The most common reasons for joining the franchise were access to high quality and cheap drugs (96.1%) and feelings of social responsibility, (95.2%). The effects of joining the franchise on the volume of family planning services is shown in the 2009 cohort where the average monthly service volume increased from 18.5 per physician to 70.6 per physician during their first 2 years in the franchise, (p<0.01). These gains are sustained during the 3rd and 4th year of franchise membership, as the 2007 cohort reported increases of monthly average family planning service volume from 71.2 per physician to 102.8 per physician (p<0.01). The net income of cohort 2009 increased significantly (p=0.024) during their first two years in the franchise. The results for cohorts 2007 and 2005 also show a generalized trend in increasing income.

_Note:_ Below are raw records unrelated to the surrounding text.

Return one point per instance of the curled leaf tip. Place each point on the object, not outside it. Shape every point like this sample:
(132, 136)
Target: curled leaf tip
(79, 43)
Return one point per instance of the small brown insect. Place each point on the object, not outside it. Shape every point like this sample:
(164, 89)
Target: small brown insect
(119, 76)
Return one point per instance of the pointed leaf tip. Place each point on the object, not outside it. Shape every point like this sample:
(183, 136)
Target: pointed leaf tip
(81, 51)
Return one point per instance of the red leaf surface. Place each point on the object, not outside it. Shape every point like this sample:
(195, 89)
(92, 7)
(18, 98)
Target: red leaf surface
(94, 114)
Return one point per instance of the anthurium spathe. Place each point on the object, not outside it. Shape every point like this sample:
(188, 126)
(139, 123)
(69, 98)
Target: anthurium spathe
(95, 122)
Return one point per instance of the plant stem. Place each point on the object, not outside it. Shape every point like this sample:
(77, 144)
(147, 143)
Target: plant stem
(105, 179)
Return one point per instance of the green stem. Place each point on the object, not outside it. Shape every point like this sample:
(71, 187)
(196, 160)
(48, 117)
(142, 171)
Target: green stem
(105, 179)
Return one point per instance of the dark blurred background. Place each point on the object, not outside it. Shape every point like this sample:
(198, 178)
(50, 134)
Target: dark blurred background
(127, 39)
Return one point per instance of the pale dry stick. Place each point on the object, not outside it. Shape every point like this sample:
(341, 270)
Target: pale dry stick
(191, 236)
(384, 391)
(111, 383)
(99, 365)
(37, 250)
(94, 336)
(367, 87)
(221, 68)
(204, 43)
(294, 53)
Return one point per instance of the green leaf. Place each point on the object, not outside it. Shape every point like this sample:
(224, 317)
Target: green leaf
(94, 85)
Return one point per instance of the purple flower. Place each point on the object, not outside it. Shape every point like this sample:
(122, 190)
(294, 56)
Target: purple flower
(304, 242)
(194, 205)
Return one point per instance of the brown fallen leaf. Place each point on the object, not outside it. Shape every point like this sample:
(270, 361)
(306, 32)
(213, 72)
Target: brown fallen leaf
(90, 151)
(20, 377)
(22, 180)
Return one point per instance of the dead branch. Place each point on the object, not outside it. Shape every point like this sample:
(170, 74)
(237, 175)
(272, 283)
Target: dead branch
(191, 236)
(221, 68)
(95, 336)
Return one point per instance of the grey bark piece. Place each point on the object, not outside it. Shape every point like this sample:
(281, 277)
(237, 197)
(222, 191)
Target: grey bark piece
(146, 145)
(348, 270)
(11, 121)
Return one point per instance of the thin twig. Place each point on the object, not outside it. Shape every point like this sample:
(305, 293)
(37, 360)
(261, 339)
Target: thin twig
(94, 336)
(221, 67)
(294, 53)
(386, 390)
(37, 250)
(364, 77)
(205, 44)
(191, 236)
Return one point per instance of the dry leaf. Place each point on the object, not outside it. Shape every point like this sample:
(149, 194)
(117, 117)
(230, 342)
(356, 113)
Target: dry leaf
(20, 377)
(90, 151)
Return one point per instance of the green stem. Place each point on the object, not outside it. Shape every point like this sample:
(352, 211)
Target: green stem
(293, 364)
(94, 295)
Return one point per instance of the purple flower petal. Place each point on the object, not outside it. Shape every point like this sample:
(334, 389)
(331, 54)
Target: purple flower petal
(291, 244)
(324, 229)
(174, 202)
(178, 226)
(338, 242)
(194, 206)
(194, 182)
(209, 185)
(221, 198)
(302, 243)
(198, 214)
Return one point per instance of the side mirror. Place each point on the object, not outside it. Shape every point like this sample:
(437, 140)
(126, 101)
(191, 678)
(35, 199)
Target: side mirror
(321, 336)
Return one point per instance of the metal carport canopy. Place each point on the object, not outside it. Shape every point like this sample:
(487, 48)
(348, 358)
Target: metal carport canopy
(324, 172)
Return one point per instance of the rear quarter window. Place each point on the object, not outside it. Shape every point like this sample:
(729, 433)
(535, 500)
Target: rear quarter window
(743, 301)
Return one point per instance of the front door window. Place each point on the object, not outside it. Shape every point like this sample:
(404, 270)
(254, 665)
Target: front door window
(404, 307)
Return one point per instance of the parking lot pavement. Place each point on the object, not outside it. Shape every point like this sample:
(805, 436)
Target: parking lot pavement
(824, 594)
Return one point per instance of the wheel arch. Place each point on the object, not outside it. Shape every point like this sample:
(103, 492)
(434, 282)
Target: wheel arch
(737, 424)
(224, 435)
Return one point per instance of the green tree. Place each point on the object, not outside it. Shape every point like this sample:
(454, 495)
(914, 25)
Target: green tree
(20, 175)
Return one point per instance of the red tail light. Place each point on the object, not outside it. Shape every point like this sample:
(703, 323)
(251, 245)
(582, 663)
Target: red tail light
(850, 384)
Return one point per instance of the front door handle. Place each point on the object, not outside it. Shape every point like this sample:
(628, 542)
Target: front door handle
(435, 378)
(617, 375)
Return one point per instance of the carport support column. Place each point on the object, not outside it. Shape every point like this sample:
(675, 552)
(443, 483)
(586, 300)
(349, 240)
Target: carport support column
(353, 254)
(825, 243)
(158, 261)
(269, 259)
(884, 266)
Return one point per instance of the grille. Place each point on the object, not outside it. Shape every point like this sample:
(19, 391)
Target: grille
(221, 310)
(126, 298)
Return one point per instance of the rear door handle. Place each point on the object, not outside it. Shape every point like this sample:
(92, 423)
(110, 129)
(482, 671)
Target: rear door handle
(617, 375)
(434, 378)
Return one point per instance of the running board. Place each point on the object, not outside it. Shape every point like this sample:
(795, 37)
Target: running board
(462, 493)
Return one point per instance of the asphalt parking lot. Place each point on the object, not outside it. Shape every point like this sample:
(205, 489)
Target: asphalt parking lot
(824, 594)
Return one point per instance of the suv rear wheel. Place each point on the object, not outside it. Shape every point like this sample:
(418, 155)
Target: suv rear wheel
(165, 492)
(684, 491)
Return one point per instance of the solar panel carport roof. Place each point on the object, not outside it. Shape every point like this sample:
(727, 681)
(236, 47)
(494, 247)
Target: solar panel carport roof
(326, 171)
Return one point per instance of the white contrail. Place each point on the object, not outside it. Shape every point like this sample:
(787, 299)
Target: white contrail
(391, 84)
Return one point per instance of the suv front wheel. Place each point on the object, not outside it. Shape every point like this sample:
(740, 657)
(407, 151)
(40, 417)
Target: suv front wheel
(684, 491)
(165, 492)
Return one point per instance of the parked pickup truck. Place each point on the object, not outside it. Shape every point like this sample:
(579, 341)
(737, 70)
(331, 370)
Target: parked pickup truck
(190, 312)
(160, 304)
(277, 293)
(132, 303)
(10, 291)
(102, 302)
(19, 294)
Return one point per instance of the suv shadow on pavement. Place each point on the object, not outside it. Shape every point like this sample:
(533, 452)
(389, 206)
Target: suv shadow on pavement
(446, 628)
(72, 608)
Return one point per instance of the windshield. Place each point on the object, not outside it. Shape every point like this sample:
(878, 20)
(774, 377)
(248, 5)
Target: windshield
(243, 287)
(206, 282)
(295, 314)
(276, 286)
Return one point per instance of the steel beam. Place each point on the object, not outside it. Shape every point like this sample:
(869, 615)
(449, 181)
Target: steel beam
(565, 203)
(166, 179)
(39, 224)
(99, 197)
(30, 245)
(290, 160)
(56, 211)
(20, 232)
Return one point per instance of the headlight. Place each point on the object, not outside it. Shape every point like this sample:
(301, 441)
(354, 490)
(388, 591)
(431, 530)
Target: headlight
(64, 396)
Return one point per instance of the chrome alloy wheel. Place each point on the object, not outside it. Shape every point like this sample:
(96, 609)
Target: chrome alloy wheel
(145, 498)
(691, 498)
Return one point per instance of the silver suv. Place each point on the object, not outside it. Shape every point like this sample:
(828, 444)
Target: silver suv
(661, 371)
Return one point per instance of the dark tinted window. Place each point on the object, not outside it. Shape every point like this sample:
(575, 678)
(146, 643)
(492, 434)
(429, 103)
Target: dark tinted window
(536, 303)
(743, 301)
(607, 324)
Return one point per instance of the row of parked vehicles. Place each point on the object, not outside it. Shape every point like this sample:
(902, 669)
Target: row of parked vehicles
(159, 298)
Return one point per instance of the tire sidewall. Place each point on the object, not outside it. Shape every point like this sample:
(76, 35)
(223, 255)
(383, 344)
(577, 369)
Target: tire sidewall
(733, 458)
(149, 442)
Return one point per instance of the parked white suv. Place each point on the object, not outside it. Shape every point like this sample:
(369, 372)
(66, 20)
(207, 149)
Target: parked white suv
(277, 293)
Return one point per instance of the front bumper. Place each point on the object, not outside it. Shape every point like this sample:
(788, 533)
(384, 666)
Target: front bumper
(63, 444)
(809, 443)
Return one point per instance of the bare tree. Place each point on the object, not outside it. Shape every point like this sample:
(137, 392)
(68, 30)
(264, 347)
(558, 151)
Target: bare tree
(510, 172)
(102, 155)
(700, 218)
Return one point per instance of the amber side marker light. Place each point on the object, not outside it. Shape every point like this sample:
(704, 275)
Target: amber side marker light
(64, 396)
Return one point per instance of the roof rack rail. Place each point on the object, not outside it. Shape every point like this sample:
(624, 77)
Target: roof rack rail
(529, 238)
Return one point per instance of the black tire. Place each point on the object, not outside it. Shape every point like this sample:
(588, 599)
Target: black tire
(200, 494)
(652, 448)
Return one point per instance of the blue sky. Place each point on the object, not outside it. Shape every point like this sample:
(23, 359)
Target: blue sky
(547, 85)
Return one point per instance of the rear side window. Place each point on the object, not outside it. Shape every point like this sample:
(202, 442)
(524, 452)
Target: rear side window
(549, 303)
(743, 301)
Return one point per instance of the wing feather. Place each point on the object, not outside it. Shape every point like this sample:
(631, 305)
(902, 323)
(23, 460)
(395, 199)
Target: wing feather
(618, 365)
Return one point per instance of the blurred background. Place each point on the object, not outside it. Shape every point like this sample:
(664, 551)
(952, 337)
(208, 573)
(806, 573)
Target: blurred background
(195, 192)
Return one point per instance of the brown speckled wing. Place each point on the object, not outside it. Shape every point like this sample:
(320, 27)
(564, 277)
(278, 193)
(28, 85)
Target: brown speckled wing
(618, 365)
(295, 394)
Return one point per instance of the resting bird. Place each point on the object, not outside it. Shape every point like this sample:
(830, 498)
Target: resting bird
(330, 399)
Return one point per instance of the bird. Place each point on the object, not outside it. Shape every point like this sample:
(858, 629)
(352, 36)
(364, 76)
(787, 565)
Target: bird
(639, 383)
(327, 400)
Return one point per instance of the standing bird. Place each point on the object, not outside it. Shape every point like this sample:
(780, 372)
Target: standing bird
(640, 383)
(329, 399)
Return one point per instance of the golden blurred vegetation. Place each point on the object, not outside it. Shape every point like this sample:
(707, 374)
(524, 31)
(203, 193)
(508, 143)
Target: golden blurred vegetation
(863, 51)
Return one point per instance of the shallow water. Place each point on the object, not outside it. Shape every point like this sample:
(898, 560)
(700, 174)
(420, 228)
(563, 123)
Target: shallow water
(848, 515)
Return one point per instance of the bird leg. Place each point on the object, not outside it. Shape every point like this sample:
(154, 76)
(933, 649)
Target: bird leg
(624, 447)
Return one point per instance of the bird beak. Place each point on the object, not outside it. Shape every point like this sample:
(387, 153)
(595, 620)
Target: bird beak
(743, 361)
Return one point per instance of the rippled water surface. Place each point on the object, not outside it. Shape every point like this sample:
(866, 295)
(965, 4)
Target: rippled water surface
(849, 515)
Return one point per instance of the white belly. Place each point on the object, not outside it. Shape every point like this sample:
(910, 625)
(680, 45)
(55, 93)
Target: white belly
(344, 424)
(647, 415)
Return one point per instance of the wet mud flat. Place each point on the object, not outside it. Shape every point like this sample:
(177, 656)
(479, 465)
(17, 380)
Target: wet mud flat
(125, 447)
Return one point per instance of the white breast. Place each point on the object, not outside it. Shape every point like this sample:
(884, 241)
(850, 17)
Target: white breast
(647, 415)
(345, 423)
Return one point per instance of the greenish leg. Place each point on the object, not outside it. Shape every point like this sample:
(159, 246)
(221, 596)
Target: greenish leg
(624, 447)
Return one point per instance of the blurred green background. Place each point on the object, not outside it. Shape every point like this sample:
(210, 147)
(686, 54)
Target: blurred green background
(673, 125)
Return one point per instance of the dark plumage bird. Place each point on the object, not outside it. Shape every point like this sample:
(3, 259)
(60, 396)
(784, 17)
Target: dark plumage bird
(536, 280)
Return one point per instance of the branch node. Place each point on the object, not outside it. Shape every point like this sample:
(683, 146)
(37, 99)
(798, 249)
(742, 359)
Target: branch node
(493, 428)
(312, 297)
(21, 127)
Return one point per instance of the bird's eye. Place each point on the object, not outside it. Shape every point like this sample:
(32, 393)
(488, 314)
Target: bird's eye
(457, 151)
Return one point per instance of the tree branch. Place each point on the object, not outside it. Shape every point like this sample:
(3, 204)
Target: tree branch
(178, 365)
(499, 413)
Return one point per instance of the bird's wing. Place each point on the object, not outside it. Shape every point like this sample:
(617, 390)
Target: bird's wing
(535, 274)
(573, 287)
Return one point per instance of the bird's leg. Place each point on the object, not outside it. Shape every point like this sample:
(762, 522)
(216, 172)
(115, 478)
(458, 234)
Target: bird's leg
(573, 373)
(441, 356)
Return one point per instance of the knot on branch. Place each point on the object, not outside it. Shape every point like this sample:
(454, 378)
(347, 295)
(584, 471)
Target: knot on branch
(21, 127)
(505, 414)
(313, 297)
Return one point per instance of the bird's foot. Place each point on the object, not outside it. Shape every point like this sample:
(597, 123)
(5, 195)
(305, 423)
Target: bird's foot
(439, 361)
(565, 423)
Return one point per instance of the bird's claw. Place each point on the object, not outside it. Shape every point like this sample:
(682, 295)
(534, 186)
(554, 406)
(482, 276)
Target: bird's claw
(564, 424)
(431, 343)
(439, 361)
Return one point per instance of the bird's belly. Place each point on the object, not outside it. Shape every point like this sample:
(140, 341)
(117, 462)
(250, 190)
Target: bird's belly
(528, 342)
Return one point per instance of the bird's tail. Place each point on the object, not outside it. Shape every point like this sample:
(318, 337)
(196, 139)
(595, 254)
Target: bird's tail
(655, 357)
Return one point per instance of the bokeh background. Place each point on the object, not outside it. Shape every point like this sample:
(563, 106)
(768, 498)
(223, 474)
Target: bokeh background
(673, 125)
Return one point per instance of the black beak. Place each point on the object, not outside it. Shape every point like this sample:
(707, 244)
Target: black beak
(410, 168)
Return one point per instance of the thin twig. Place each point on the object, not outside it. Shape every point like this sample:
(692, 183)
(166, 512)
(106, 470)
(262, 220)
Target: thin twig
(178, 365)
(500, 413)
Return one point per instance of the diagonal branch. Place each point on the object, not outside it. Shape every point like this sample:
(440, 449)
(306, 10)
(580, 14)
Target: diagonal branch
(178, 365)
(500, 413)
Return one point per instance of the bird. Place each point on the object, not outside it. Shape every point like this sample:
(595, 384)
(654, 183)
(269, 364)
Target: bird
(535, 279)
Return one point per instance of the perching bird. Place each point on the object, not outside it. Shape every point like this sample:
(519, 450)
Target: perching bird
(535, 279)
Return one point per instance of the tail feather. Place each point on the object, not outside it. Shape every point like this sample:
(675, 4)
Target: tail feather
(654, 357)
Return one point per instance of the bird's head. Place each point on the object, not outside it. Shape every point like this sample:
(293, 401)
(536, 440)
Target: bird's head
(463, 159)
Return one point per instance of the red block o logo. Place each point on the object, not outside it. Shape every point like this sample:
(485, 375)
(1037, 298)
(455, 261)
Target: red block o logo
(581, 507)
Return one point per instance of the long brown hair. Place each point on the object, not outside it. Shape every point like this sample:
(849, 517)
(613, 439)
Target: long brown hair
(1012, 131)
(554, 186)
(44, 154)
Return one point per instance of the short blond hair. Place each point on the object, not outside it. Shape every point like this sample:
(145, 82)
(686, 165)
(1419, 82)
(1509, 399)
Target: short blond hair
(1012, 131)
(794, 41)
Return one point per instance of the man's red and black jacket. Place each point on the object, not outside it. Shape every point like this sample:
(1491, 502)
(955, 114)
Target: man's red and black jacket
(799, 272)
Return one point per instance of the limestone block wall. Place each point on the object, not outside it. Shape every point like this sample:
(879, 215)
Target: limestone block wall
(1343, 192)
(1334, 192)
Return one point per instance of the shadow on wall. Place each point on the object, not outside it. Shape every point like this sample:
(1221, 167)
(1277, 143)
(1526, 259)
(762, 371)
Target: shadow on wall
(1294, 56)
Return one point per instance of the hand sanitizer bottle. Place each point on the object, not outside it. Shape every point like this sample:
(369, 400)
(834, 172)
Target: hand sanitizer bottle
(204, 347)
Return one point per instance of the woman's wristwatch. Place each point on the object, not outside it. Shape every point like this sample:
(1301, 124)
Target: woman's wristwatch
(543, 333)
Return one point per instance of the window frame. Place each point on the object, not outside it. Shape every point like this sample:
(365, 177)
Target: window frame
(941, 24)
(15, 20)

The findings show how franchise membership impacts the volume of franchise and non-franchised services. The increases in client volumes translated directly into increases in earnings among the franchise members, an unanticipated effect for providers who joined in order to better serve the poor. This finding has implications for the social franchise business model that relies upon subsidized medical products to reduce financial barriers for the poor. The increases in out of pocket payments for health care services that were not price controlled by the franchise is a concern. As the field of social franchises continues to mature its business models towards more sustainable and cost recovery management practices, attention should be given towards avoiding commercialization of services.
- Social franchising
- Reproductive health
During the past decade social franchises have moved from an emergent, proof of concept stage of development to being established networks of private sector providers for reproductive health and other primary care services. At the close of 2011 there were 59 franchised networks of over 150,000 private practice providers spread over 35 low and middle income countries, serving an estimated 31 million poor patients annually . There has been some variation in the types of providers who are members of a social franchise, but in general the following characteristics define a social franchise: clinics are operator owned, payments to the provider are fee for service (and are made by the patient, a third party, voucher or other system), services are quality controlled/standardized and include both franchise and non-franchise supported services, [2, 3].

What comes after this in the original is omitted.